Le paradoxe du passeport : l'establishment allemand panique face au terrorisme intérieur
Suite à une violente attaque à Berlin, des politiciens traditionnels évoquent l'idée juridiquement absurde d'expulser leurs propres citoyens.

L'establishment politique allemand connaît un réveil tardif, quelque peu frénétique. Après deux décennies d'une politique d'immigration qui a activement ignoré les réalités de l'extrémisme importé, les conséquences se manifestent dans les rues de la capitale. La récente attaque terroriste lors d'une parade de la Christopher Street Day à Berlin a brisé l'illusion d'un sanctuaire harmonieux et multiculturel. Le suspect n'est pas un nouvel arrivant mais un produit du système national : né en Allemagne, titulaire d'un passeport allemand, mais animé par une idéologie islamiste qui méprise fondamentalement la société dans laquelle il vit.
La réaction du bloc conservateur traditionnel révèle la panique pure et simple d'une classe politique qui a perdu le contrôle de la sécurité publique. Sven Schulze, le ministre-président démocrate-chrétien de Saxe-Anhalt, s'est exprimé à la radio nationale pour lancer une idée qui, jusqu'à récemment, aurait déclenché une excommunication politique immédiate. Schulze a suggéré que les individus qui rejettent la culture allemande et nourrissent des intentions mortelles envers ses citoyens devraient faire l'objet d'une expulsion, indépendamment de leur lieu de naissance ou de leur statut de citoyenneté.
Selon le dirigeant régional, le simple fait d'être né sur le sol allemand n'est plus une raison suffisante pour tolérer ceux qui souhaitent démanteler l'État. Il a exprimé une profonde frustration face aux protections juridiques accordées aux extrémistes nationaux, arguant que détenir un passeport allemand ne devrait pas protéger quelqu'un qui a embrassé une voie religieuse radicale visant à détruire la communauté d'accueil.
C'est un pivot remarquable. Pendant des années, les démocrates-chrétiens et leurs alliés politiques ont agressivement marginalisé toute voix d'opposition qui mettait en garde contre une islamisation silencieuse ou remettait en question le succès des modèles d'intégration de la nation.

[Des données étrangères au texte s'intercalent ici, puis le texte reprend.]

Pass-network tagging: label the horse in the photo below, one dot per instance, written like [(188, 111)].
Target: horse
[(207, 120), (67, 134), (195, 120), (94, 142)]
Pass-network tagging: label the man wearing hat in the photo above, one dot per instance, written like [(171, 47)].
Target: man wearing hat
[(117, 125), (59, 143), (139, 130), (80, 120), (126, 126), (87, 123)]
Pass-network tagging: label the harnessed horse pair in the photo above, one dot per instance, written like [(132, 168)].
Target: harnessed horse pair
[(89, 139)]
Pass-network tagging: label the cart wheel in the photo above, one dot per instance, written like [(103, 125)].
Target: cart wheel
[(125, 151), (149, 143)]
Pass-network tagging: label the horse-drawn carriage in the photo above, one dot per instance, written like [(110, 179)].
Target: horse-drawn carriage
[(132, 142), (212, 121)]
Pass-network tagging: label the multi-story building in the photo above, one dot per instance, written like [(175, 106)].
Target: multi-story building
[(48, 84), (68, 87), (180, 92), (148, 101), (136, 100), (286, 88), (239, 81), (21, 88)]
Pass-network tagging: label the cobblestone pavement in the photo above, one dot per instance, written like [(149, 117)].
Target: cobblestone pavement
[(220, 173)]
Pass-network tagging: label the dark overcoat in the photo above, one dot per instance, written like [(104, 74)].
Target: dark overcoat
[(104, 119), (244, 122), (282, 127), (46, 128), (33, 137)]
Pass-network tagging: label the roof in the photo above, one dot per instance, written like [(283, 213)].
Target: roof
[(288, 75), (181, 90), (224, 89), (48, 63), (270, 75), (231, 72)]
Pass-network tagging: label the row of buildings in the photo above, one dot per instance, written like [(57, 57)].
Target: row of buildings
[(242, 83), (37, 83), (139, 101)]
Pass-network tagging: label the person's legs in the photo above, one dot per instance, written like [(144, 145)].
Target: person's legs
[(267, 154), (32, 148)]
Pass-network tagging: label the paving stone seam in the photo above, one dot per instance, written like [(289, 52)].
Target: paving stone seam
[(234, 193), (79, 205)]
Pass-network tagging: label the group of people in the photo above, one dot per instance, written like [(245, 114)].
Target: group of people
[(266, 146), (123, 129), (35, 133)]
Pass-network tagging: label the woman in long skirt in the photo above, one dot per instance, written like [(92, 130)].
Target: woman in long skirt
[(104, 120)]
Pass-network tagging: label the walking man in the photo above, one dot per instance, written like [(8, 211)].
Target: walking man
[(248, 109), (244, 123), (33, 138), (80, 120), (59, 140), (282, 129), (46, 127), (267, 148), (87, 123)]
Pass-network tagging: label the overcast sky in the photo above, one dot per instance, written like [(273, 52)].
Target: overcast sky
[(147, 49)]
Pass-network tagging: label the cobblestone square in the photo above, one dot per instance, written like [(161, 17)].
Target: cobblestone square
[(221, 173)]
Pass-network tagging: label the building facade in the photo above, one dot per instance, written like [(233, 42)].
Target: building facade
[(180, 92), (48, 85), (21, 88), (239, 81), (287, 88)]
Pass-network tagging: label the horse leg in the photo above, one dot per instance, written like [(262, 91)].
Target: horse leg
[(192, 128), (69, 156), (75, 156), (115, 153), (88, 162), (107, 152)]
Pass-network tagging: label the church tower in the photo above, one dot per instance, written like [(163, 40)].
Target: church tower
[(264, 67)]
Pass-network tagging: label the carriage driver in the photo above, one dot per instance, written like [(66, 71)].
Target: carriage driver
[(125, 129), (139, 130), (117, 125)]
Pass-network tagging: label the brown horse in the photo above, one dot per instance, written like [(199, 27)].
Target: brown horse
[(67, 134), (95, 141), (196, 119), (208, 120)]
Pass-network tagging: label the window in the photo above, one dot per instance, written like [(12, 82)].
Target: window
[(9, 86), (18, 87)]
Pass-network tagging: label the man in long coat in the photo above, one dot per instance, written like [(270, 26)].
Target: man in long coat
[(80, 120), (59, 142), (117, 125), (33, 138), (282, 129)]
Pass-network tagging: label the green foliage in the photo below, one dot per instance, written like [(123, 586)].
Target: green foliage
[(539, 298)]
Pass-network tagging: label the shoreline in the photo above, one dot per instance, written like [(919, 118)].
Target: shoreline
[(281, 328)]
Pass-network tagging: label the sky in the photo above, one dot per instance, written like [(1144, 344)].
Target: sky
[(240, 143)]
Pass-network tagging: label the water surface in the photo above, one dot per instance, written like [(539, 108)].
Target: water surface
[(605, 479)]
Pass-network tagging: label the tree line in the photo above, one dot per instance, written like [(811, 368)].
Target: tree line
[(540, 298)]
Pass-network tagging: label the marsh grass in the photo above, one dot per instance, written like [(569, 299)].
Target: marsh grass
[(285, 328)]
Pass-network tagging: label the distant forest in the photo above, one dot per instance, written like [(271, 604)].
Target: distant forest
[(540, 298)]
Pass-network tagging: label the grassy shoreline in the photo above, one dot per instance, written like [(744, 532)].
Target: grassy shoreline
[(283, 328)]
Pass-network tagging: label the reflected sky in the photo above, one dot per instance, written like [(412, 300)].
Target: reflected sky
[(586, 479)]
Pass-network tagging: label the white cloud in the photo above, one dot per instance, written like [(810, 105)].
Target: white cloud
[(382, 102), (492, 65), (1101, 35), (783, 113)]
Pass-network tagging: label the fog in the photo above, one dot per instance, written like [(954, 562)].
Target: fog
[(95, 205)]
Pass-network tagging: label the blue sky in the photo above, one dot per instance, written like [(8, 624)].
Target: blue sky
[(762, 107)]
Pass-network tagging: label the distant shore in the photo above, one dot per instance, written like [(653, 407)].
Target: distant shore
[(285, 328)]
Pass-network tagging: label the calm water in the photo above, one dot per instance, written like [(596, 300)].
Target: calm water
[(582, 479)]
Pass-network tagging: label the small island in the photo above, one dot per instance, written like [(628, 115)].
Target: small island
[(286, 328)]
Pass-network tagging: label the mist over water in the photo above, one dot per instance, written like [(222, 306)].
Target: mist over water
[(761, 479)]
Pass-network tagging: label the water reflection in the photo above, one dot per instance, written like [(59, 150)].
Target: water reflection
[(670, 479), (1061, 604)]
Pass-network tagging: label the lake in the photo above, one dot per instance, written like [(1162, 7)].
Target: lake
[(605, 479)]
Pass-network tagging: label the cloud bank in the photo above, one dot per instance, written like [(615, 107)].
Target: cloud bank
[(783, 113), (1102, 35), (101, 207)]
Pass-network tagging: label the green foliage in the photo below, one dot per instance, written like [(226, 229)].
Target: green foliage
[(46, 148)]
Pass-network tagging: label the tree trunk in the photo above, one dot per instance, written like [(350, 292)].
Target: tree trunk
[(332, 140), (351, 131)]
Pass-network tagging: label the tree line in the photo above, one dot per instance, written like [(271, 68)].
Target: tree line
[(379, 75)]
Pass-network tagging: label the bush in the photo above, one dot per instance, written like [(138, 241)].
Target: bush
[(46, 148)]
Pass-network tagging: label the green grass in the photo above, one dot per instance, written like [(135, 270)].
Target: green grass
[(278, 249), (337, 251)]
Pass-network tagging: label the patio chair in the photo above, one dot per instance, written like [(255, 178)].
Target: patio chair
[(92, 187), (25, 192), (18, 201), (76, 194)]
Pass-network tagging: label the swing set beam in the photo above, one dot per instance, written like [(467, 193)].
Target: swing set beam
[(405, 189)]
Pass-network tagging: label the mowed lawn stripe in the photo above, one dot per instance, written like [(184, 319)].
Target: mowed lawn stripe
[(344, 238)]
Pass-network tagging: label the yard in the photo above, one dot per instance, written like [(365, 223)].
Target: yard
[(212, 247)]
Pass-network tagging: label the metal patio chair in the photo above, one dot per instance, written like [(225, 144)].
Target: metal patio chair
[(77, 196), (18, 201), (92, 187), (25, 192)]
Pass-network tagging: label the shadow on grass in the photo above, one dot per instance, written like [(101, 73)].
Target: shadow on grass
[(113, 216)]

Aujourd'hui, confrontés à une crise de sécurité intérieure qu'ils ont eux-mêmes créée, les figures de l'establishment adoptent une rhétorique juridiquement douteuse. La question évidente reste sans réponse de la part de Schulze : vers quelle nation souveraine un gouvernement expulse-t-il ses propres citoyens exclusifs ?
En Bavière, Markus Söder, chef de l'Union chrétienne-sociale, a proposé une proposition légèrement plus constitutionnelle, bien qu'également réactive. S'exprimant lors d'une retraite parlementaire, Söder a exigé que les menaces islamistes suspectées détenant la double nationalité soient déchues de leur passeport allemand. Il a fait valoir que toute personne présentant un risque grave pour la sécurité ne peut être autorisée à conserver indéfiniment le privilège de la double nationalité.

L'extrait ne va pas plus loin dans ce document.